Because Bristol reported the "dizzy bitch" incident to defendant, defendant had actual knowledge of it. Although defendant faults plaintiff for not providing her version of events, this is irrelevant because it is undisputed that Bristol's version of the events (other than his rationale for calling plaintiff a "dizzy bitch") coincides with plaintiff's. Although defendant concedes that plaintiff filed a union grievance a month after the "dizzy bitch" incident, it argues that she alleged only a "hostile work environment" in the grievance. In other words, defendant contends that it had no duty to address the "dizzy bitch" incident as sexual harassment because plaintiff never alleged a "sexually" hostile work environment in her grievance. This position is somewhat confusing in light of the fact that defendant never alleges exactly what type of harassment it thought plaintiff was alleging. Moreover, the Court of Appeals for the Seventh Circuit has held that "there is no legal mandate that an employee use the specific term `sexual harassment' in order to inform his or her employer about a harasser in the workplace." Gentry v. Export Packaging Co., 238 F.3d 842, 849 (7th Cir. 2001). Although defendant relies heavily on the fact that plaintiff's grievance failed to mention either Bristol or the "dizzy bitch" incident, this is not dispositive. The grievance did not mention any specific incident; it spoke in very general terms.

Therefore, the fact that plaintiff omitted the word "sexually" in her hostile work environment grievance or failed to mention Bristol or the "dizzy bitch" incident does not relieve defendant of its duty to take reasonable steps to discover and remedy the harassment. None of defendant's proposed facts address what, if any, reasonable steps it took to clarify what plaintiff meant by her general allegation of a hostile work environment. See id. ("The Ellerth/Faragher affirmative defense places the burden on the employer . . . [to establish] it took both preventive and corrective steps to address sexual harassment."). Defendant's posture is especially questionable in light of plaintiff's other undisputed complaints of harassment (albeit made outside the limitations period).
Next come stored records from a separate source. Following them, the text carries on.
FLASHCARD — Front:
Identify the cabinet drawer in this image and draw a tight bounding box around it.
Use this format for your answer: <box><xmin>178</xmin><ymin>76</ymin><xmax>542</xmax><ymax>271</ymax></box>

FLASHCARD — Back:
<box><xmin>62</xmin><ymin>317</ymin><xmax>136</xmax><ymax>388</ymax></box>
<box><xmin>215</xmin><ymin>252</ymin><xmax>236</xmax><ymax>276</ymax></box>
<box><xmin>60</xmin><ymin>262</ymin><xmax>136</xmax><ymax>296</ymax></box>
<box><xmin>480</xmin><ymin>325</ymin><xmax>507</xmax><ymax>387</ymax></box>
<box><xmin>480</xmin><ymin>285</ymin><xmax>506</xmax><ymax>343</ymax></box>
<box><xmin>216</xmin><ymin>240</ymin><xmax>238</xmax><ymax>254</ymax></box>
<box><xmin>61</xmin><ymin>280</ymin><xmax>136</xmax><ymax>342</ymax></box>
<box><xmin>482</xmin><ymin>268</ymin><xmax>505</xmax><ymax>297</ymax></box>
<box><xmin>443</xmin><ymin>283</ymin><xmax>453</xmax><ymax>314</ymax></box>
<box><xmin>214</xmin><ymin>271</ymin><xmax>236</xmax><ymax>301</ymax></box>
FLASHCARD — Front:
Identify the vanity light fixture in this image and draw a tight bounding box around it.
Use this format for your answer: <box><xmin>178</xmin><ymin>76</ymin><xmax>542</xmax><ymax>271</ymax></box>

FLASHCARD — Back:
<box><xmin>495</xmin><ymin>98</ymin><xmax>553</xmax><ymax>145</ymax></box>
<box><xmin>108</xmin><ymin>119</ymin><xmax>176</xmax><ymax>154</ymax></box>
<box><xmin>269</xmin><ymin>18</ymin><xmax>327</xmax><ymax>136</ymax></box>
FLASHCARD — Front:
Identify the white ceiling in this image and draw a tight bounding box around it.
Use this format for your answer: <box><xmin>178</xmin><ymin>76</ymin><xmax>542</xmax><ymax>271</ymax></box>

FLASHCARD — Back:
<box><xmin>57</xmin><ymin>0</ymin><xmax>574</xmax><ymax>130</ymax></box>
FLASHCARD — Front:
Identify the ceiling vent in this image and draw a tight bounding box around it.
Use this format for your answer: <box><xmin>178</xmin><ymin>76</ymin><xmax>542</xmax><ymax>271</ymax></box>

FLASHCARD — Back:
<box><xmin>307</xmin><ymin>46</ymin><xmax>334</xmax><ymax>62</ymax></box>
Defendant argues that, in any event, it instituted two days of "sensitivity training" in response to plaintiff's hostile work environment grievance. (It is undisputed that this training dealt solely with respectful and courteous behavior toward co-workers, not sexual harassment or discrimination.) Defendant argues that because the "dizzy bitch" incident is plaintiff's last allegation of sexual harassment, the sensitivity training was successful and, thus, it has fulfilled its duty under Title VII. However, defendant ignores the impact of the Supreme Court's ruling in National Railroad on the facts in this case. See National Railroad, 122 S.Ct. at 2075 ("the statute in no way bars a plaintiff from recovering damages for that portion of the hostile environment that falls outside the period for filing a timely charge").
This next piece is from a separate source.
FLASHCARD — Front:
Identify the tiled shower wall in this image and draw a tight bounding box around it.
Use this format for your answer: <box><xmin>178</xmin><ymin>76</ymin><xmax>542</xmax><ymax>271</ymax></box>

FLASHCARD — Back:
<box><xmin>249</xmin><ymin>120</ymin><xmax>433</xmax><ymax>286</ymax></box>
Accordingly, if the factfinder concludes that the "dizzy bitch" incident (which occurred within the filing period) constitutes gender-based harassment, then the factfinder can consider any acts of harassment that occurred outside the filing period that it considers related in determining whether plaintiff had been subjected to a hostile work environment.

In such an scenario, the factfinder will determine whether the employer took preventive or corrective steps to address the alleged sexual harassment in light of plaintiff's earlier and undisputed reports of harassment.

Finally, defendant argues that "[p]laintiff's sexual harassment claim amounts to a series of isolated incidents that do not support a finding of a hostile work environment." Dft.'s Br. in Supp., dkt. #23, at 15. However, I am not persuaded that no reasonable jury could conclude that these alleged incidents were not serious enough to affect plaintiff's work environment when viewed cumulatively. See Hostetler v. Quality Dining, Inc., 218 F.3d 798, 808-09 (7th Cir. 2000) ("Holding such acts not to be severe as a matter of law is another way of saying that no reasonable person could think them serious enough to alter the plaintiff's work environment."). It is for the factfinder to determine whether the alleged acts created a hostile work environment. Accordingly, defendant's second motion for summary judgment will be denied.

ORDER

IT IS ORDERED that defendant Datex-Ohmeda, Inc.'s second motion for summary judgment is DENIED.


Summaries of

Jorenby v. Datex-Ohmeda, Inc.

United States District Court, W.D. Wisconsin
Oct 22, 2002
01-C-0699-C (W.D. Wis. Oct. 22, 2002)
Case details for

Jorenby v. Datex-Ohmeda, Inc.

Case Details

Full title:ROSETTA R. JORENBY, Plaintiff, v. DATEX-OHMEDA, INC., Defendant

Court:United States District Court, W.D. Wisconsin

Date published: Oct 22, 2002

Citations

01-C-0699-C (W.D. Wis. Oct. 22, 2002)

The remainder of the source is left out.